We kept walking down Burlingame Avenue and Baby Couture got our visit too, but my girls are now a bit too old for baby and toddler apparel, however fancy or exclusive. I had a hard time tearing them away from the play table, but the promise of a bookstore next door convinced them to abandon the Plan Toys mini garage.
I met Sue as I was perusing the Books, Inc. children’s book section, finding inspiration for my November book review on bedtime stories. They have a great selection of children’s books and a good choice of discounted discontinued picture books. I bought one called Mumbo Jumbo by Michael Roberts, a stunningly illustrated Halloween creepy ABC.
We then headed to Washington Park where supposedly we’d meet other Burlingame moms and eat ice cream. We never found the ice cream people (probably had the info wrong) but the three children had a blast running around the playground near the recreation center. Without ice creams, our tummies grew restless and dinner was soon on our mind. But where?
Crepevinemade the cut because it was clean and roomy. Also the children each got a set of Wikki Stix, bendable sticky sticks to make shapes of all sorts, and that kept them all quiet.
After dinner and ‘cuz the children really ate well, they finally got the much awaited ice cream. For that, Sue made us hike to an old-fashioned ice cream parlor that propelled my girls to Willy Wonka heaven.
Powell’s Sweet Shoppeis a crazy place, crazy for Willy Wonka and the Chocolate Factory that is. As Sue said “they play Willy Wonka night and day.”

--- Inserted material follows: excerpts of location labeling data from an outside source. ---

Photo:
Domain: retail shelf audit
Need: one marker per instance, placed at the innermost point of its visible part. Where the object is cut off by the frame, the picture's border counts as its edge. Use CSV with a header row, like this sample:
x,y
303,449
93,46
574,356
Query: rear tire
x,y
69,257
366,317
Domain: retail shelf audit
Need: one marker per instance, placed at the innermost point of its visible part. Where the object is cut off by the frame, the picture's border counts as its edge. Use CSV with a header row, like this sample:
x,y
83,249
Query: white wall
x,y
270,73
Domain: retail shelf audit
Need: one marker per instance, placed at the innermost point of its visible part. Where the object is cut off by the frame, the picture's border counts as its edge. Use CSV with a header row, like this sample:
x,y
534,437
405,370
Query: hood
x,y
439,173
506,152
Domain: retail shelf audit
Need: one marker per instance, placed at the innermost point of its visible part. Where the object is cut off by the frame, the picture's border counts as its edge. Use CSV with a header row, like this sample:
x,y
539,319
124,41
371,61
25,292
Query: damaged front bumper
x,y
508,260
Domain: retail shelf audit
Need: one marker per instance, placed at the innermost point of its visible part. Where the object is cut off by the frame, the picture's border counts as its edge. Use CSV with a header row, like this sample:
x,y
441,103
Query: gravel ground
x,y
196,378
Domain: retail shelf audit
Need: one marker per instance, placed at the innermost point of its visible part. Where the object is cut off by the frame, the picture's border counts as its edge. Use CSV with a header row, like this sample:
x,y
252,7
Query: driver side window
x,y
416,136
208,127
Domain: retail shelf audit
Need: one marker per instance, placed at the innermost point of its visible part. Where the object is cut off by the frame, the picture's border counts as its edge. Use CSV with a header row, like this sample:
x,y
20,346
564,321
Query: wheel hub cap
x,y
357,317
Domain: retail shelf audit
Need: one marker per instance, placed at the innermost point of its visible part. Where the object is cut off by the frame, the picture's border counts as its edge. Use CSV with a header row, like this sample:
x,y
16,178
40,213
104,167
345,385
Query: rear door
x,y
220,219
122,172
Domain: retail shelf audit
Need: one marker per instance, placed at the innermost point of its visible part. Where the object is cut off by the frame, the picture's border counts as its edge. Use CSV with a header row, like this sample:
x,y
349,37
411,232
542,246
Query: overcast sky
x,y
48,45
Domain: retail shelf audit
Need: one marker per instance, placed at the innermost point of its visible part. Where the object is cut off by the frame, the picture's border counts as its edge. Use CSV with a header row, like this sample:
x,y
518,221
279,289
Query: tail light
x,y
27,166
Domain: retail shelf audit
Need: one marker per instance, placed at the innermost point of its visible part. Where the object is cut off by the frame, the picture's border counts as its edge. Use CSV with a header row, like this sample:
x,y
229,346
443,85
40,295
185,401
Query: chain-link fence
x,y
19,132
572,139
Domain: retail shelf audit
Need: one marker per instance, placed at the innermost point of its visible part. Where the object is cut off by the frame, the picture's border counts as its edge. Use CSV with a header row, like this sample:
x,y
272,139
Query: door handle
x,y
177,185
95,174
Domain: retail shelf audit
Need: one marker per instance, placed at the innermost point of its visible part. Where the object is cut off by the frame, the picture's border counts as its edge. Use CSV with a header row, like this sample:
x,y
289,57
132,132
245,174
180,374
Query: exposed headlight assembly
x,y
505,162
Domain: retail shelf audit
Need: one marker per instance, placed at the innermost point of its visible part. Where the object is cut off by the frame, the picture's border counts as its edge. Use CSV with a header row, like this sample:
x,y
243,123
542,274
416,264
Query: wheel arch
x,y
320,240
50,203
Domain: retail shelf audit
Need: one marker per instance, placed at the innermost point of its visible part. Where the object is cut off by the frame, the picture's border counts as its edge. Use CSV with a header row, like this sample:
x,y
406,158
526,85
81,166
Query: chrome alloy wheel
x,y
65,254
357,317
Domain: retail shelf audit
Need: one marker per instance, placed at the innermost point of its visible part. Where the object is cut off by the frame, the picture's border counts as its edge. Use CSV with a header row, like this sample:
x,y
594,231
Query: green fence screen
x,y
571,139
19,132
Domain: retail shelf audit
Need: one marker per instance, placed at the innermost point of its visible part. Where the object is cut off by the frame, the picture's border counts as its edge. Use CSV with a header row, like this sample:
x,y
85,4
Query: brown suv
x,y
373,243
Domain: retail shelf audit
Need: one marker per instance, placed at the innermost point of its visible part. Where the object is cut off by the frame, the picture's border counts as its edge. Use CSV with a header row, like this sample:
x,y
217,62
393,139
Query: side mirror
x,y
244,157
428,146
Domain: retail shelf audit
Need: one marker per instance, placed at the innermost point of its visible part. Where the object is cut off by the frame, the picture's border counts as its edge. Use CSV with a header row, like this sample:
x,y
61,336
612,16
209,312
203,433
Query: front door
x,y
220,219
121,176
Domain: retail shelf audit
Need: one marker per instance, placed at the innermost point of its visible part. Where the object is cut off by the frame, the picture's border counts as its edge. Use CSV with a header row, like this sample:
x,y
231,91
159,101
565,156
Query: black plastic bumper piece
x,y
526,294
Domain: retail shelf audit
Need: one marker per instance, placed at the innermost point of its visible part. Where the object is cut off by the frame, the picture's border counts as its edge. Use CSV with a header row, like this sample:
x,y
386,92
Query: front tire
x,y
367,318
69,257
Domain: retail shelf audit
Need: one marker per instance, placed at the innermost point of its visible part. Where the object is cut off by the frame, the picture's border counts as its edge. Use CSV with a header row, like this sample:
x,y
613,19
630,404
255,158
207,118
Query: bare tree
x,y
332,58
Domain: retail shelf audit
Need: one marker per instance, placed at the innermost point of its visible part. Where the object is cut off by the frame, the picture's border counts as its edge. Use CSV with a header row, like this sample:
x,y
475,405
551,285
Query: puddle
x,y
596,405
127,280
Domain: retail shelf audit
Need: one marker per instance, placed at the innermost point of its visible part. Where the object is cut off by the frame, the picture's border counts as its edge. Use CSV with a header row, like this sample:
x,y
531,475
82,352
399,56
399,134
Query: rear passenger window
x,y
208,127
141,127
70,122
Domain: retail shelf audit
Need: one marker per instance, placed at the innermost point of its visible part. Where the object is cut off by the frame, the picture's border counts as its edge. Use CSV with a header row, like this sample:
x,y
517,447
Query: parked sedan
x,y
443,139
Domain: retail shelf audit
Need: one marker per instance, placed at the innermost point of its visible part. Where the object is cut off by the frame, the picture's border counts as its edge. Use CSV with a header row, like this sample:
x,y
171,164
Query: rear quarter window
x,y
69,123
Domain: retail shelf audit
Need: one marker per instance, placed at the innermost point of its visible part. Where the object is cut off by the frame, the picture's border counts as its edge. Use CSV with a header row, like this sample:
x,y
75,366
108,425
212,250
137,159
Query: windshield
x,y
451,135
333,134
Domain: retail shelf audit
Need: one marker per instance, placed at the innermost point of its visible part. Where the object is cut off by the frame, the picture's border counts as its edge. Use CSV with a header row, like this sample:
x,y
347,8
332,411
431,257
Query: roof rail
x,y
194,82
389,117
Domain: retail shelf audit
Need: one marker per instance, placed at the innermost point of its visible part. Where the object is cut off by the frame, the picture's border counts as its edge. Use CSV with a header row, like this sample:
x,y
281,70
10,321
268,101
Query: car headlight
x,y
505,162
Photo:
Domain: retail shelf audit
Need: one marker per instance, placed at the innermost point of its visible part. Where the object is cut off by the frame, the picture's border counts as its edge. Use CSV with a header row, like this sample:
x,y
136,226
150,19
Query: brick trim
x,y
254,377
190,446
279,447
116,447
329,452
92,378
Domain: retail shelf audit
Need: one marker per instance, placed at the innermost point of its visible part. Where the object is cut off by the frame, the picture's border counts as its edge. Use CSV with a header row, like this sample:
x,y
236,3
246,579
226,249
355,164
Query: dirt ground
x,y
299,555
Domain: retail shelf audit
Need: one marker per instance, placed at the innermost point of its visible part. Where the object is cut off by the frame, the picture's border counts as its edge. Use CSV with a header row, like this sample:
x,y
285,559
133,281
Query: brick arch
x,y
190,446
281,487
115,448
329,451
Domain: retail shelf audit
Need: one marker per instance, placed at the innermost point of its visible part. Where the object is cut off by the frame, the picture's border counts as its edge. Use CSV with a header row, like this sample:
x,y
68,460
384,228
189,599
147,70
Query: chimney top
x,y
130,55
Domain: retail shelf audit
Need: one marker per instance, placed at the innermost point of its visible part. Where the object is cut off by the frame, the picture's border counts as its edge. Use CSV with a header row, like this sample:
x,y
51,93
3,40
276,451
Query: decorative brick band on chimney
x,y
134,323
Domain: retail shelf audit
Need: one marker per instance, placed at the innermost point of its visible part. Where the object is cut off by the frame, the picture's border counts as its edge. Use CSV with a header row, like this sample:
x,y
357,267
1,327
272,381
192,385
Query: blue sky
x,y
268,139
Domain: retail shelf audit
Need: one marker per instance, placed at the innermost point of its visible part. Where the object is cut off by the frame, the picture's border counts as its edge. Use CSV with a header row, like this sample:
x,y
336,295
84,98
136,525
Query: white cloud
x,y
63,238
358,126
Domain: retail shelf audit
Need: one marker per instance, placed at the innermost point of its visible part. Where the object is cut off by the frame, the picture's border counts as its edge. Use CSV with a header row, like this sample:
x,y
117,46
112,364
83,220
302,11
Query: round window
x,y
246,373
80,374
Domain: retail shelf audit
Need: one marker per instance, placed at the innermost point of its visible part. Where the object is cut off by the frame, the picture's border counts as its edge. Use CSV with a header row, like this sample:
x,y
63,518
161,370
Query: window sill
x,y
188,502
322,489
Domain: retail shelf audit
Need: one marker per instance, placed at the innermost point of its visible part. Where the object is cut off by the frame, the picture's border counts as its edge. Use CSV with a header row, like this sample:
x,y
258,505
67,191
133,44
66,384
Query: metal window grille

Indeed as we stepped inside, I heard the last lines of The Candyman Can song. At the back of the shop there’s a mini theatre with three red velvet theatre seats in front of a TV screen that plays the movie in a loop. Needless to say, the screen is surrounded by Willy Wonka paraphernalia and candy bars. What else?!
Our three children rushed there and stayed glued in their seats until we left, licking their ice-cream absent-mindedly as Charlie Bucket roamed the streets of the candy town.
As for me, I stared bewildered at the modern-day looks of Violet Beauregarde, Veruca Salt, Augustus Gloop, Mike Tee Vee and Charlie Bucket. It’s so sad when children characters on screen grow up. You should never have to suffer that with your childhood memories.